The Boeing Company (NYSE: BA) stock jumped more than 8 percent Wednesday after it has reported first-quarter financials. The major manufacturer of commercial jetliners, military aircraft, satellites, missile defense, human space flight and launch systems, and services worldwide reported first-quarter revenue of $16.9 billion, GAAP loss per share of ($1.11) and core loss per share of ($1.70), primarily reflecting the impacts of COVID-19 and the 737 MAX grounding. Boeing recorded operating cash flow of ($4.3) billion.
“The COVID-19 pandemic is affecting every aspect of our business, including airline customer demand, production continuity and supply chain stability,” said Boeing President and CEO David Calhoun. “Our primary focus is the health and safety of our people and communities while we take tough but necessary action to navigate this unprecedented health crisis and adapt for a changed marketplace.”
As the pandemic continues to reduce airline passenger traffic, Boeing sees reports impact on the demand for new commercial airplanes and services, with airlines delaying purchases for new jets, slowing delivery schedules and deferring elective maintenance.
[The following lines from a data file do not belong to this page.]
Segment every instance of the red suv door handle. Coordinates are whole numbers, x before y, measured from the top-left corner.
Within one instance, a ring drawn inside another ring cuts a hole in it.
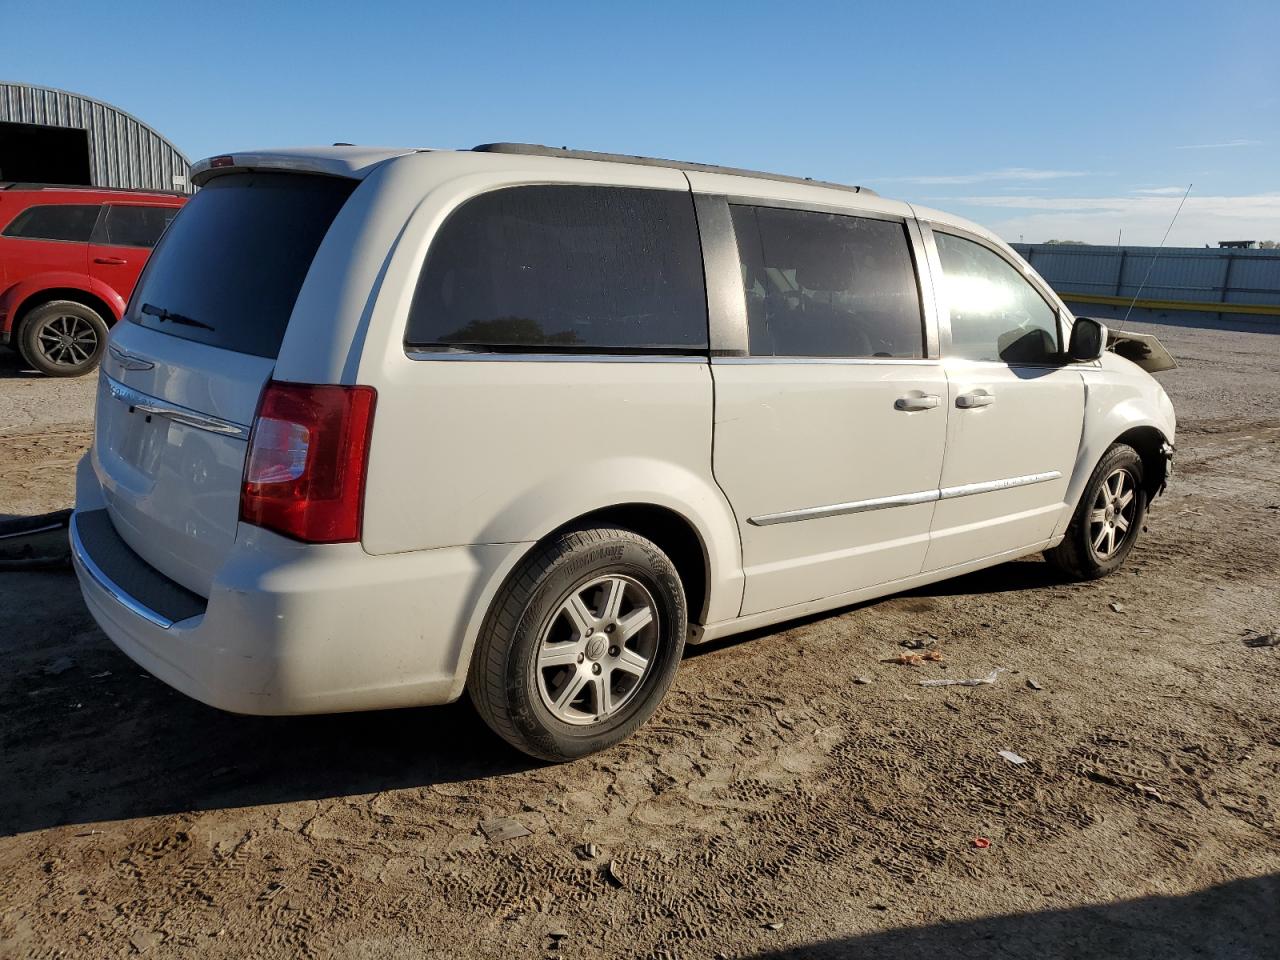
[[[112,266],[112,267],[123,267],[129,261],[121,257],[94,257],[93,262],[105,263],[108,266]]]

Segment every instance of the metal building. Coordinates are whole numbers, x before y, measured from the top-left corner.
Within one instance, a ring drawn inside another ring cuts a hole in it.
[[[117,107],[0,81],[0,180],[190,193],[190,169],[177,147]]]
[[[1280,250],[1015,243],[1076,313],[1280,323]],[[1135,300],[1135,298],[1137,298]]]

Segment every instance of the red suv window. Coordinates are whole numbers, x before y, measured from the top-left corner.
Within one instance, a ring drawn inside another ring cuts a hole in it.
[[[88,243],[98,221],[99,204],[59,203],[28,207],[5,228],[6,237]]]
[[[108,204],[93,231],[93,242],[113,247],[154,247],[177,215],[177,207]]]

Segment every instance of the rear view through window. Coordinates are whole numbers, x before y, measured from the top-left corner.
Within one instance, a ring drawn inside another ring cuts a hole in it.
[[[165,232],[129,319],[210,346],[274,357],[316,250],[356,182],[229,174]]]
[[[730,209],[753,355],[923,356],[920,291],[901,223]]]
[[[706,294],[692,197],[532,186],[467,201],[432,242],[405,343],[705,350]]]

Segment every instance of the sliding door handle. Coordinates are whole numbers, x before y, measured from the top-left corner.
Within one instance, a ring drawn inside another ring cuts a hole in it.
[[[941,401],[932,394],[908,395],[893,401],[895,410],[932,410]]]
[[[993,394],[987,393],[985,390],[975,390],[973,393],[962,393],[956,397],[956,406],[961,410],[969,410],[973,407],[989,407],[996,402]]]

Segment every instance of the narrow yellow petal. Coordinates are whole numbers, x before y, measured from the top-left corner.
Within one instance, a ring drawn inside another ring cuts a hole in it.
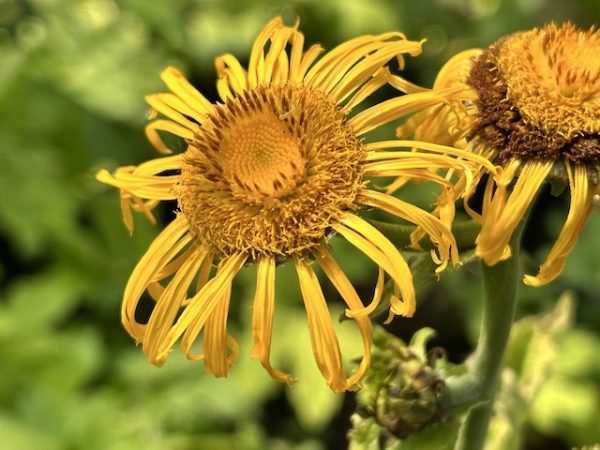
[[[304,34],[300,31],[294,33],[292,36],[291,47],[289,79],[291,82],[297,83],[301,81],[297,77],[300,63],[302,62],[302,55],[304,53]]]
[[[386,42],[390,39],[398,41]],[[384,33],[378,36],[360,36],[338,45],[327,52],[306,74],[306,82],[318,86],[324,92],[329,92],[343,79],[359,61],[367,59],[371,52],[382,47],[412,45],[401,33]],[[395,55],[400,52],[396,50]],[[363,66],[364,68],[364,66]],[[376,70],[375,70],[376,71]],[[373,71],[372,73],[374,73]],[[368,79],[365,78],[365,80]]]
[[[219,97],[221,97],[221,100],[223,100],[225,103],[235,98],[235,95],[233,92],[231,92],[229,83],[225,78],[219,78],[217,80],[217,93],[219,94]]]
[[[321,246],[315,251],[314,255],[319,261],[319,264],[321,264],[321,267],[329,280],[331,280],[331,283],[346,302],[348,308],[354,311],[364,310],[365,306],[356,293],[354,286],[352,286],[352,283],[348,280],[346,274],[344,274],[333,256],[331,256],[329,250],[327,250],[325,246]],[[371,345],[373,343],[373,328],[369,316],[357,315],[354,319],[362,337],[364,356],[356,371],[346,380],[348,389],[360,387],[360,382],[371,365]]]
[[[416,92],[425,92],[428,90],[427,88],[413,84],[410,81],[399,77],[398,75],[392,75],[389,78],[388,83],[390,84],[390,86],[394,87],[395,89],[398,89],[400,92],[403,92],[405,94],[414,94]]]
[[[275,258],[259,258],[256,269],[256,293],[252,306],[252,352],[269,374],[278,381],[291,384],[291,375],[271,366],[271,337],[273,334],[273,313],[275,311]]]
[[[334,392],[343,392],[348,386],[342,367],[342,355],[319,280],[312,268],[300,258],[294,258],[294,265],[306,307],[315,361],[329,387]]]
[[[417,92],[378,103],[349,119],[358,135],[428,106],[443,103],[447,92]]]
[[[367,152],[381,152],[383,150],[389,149],[398,149],[398,148],[411,148],[411,149],[419,149],[426,150],[428,152],[437,153],[440,155],[451,155],[457,158],[462,158],[467,161],[472,161],[473,163],[478,164],[482,168],[485,168],[489,173],[495,174],[497,172],[496,166],[490,161],[489,158],[483,155],[479,155],[477,153],[470,152],[468,150],[462,150],[456,147],[450,147],[448,145],[440,145],[434,144],[431,142],[418,141],[418,140],[405,140],[398,139],[395,141],[378,141],[371,142],[365,145],[365,150]],[[397,153],[397,152],[395,152]],[[422,152],[411,152],[417,155],[425,155]],[[376,153],[375,153],[376,155]],[[376,158],[376,156],[372,156]]]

To deal with the ongoing consequences Boeing announced actions that include reducing commercial airplane production rates. The company also declared a leadership and organizational restructuring to streamline roles and responsibilities, and plans to reduce overall staffing levels.
“While COVID-19 is adding unprecedented pressure to our business, we remain confident in our long term future,” said Calhoun. “We continue to support our defense customers in their critical national security missions. We are progressing toward the safe return to service of the 737 MAX, and we are driving safety, quality and operational excellence into all that we do every day. Air travel has always been resilient, our portfolio of products and technology is well positioned, and we are confident we will emerge from the crisis and thrive again as a leader of our industry.”